None of us have had much conversation with boys. Twig City is segregated to prevent lasting relationships of that sort. Attachment is too complicated when you could get called up for duty at any time. To develop our social skills, we are treated to a quarterly mixer, where we are made to dress up and then marched upstairs to the boys’ dormitory. For two hours, we are fed cookies and punch while static-filled music is cranked through the speakers. Once, a few couples tried dancing but as soon as their bodies made contact, the overseers were there, pulling them apart and handing out punishment orders. No one dances anymore.
Sometimes, at night, I imagine how it would feel to press my own body against one of the boys’. My hand wanders, rubbing over my breasts, and my nipples harden. I’m always left with a strange ache below my stomach that I can’t quite figure out how to satisfy.
“When are you going to man up and play me at t
ennis, Ida?” Lonnie asks as we pass through the now-empty courts.
“When they get us decent equipment,” Ida replies, eyeing her twice-taped racket in disgust.
“Agreed,” says Lonnie. “All the money they bring in growing people out of petri dishes, you’d think they could afford a decent racket. Or real eggs. Messed up priorities, I’m telling ya.”
We return our rackets to the bin and linger in the doorway just out of sight of the overseer stationed inside the gym. We are the last to leave and this corner of empty hallway—if we stand just so against the wall, the cameras miss us—feels like the best place to say goodbye.
“Are you coming?” Ida asks when I don’t follow.
“I don’t have time for free period today,” I say after a gulp.
“Is it time already?”
I nod. “Yes.”
She throws herself against me, wrapping her arms tight around my neck.

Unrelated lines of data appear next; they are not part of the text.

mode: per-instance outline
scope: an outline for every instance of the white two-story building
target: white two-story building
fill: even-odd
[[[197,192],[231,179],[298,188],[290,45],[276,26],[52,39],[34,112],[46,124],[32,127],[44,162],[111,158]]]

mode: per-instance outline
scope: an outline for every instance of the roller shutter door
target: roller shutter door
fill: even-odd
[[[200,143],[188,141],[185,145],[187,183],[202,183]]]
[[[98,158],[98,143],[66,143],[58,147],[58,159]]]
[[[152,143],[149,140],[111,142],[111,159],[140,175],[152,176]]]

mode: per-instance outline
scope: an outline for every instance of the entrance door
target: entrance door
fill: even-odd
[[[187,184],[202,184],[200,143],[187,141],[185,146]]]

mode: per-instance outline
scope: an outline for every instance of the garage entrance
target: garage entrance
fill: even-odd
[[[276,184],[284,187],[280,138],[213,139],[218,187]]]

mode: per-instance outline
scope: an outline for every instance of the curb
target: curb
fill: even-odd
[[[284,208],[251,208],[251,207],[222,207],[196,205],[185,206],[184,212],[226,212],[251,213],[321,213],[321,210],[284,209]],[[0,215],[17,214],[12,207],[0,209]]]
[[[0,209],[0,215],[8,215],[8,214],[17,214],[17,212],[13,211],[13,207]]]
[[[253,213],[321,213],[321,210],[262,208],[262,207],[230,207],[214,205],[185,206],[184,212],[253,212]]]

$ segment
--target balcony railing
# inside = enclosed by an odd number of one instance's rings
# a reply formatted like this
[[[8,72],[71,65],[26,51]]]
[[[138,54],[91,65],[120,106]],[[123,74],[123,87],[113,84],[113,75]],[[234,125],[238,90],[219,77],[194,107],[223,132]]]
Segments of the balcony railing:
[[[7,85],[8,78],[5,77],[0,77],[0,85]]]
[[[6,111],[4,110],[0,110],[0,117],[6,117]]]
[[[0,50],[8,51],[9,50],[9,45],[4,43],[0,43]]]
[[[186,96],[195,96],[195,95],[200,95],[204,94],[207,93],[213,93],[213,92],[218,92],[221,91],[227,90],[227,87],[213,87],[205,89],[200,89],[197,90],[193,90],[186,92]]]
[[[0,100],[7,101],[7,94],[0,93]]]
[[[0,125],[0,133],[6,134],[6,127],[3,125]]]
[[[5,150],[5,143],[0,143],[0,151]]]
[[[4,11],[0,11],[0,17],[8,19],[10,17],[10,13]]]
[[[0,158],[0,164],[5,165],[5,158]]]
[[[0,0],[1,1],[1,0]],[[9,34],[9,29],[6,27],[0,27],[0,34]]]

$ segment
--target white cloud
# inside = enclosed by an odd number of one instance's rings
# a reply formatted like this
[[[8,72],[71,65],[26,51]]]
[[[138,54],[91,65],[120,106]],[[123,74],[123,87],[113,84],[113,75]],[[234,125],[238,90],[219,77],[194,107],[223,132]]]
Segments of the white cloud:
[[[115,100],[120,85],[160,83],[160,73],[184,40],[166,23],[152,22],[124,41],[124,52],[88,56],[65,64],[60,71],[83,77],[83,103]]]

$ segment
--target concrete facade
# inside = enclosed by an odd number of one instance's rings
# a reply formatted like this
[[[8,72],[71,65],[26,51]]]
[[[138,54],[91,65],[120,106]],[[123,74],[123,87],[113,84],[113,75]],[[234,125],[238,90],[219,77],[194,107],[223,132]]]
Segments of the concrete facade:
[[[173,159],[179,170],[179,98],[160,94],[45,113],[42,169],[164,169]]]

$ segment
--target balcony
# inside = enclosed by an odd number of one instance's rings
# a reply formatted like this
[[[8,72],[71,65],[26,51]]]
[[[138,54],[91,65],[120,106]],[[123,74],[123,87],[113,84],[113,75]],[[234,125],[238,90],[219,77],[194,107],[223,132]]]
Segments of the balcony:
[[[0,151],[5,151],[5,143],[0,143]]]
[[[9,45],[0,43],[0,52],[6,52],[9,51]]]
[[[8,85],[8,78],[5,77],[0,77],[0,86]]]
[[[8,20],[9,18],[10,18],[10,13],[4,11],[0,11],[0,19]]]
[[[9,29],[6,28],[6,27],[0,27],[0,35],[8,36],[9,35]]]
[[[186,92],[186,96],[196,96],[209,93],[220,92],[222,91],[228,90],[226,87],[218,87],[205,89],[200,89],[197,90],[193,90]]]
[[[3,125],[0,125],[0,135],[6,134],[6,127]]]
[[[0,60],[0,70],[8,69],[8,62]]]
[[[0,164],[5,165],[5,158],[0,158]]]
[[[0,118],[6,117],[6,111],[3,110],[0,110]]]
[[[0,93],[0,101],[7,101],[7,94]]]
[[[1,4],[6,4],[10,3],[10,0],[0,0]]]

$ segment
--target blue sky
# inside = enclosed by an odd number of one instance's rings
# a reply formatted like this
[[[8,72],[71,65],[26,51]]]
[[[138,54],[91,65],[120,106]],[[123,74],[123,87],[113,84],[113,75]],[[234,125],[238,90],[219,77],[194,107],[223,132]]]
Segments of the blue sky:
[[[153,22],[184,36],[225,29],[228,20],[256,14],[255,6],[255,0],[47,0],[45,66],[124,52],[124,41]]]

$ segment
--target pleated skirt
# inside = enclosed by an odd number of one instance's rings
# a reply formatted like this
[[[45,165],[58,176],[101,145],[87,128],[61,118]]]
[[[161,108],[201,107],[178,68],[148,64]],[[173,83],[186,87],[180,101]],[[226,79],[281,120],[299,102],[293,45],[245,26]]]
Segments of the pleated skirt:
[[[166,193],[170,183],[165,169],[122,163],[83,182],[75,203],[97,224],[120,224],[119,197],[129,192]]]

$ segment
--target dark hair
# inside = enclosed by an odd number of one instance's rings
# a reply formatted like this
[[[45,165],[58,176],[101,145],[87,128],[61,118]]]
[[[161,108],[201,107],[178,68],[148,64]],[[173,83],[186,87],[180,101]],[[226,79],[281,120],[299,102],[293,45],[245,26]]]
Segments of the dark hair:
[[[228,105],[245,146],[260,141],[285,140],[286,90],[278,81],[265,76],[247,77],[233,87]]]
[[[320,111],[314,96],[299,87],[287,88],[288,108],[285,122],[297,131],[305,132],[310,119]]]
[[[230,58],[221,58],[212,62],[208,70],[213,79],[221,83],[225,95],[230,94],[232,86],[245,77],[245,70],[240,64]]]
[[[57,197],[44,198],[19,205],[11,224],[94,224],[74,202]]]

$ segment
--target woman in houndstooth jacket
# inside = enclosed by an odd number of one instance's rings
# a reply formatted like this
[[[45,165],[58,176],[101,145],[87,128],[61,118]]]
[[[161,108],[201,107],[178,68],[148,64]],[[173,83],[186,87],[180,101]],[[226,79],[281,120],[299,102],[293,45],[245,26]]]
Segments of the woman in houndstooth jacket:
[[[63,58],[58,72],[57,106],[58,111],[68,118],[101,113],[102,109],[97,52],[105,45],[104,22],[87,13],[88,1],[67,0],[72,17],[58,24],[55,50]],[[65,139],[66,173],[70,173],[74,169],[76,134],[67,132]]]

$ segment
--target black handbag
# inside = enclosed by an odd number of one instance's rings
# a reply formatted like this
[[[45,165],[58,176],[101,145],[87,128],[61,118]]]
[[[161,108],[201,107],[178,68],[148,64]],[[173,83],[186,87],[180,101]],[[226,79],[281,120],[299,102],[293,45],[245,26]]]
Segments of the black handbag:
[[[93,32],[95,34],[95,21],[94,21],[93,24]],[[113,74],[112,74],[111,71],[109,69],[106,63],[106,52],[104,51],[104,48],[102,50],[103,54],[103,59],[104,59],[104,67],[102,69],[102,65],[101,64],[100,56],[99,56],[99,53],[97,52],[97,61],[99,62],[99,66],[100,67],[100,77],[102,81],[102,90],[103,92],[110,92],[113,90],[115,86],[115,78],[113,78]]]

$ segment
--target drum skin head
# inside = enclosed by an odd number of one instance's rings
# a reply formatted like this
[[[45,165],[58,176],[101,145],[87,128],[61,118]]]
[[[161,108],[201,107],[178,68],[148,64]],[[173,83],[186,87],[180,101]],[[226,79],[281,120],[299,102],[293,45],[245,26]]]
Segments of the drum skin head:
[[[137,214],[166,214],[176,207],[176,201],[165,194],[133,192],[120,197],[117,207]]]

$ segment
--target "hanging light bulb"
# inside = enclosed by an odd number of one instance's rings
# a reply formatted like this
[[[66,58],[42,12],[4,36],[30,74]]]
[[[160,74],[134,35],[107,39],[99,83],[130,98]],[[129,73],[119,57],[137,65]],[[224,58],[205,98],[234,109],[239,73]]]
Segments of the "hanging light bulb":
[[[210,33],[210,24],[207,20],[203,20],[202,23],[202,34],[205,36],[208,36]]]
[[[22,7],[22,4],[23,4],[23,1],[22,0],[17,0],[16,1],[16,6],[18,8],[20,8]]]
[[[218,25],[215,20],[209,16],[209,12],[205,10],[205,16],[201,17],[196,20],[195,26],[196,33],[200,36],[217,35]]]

I hug her tight and kiss her hair. “It’s going to be okay,” I tell her in my best soothing voice.
She nods against my shoulder but I can tell she is crying again. In this moment I want desperately to do the same. We both know nothing will be okay. I will probably never see them again. But Ida lets me soothe her with my empty words and I manage to hold it together for her sake. I murmur a few more reassurances that are lies before I gently break free of her hold.
Then it’s Lonnie’s turn. We stare at each other for a long time. Her stoic expression and clenched jaw are stark reminders of all that Lonnie is. Her will to fight is automatic, an ingrained part of her. It is a trait that balances my quiet brooding and Ida’s emotional outbursts. I’ve often wondered if we’ve been grouped together for this reason. As I stare at her, I imagine myself memorizing her strength so I can copy it later. I’m not sure if that will help, but I’m such a copy already, maybe it will work.
“Be brave,” she says finally.
There is a fire in her, a fierce determination that she has summoned. I know it’s her shield against what’s happening.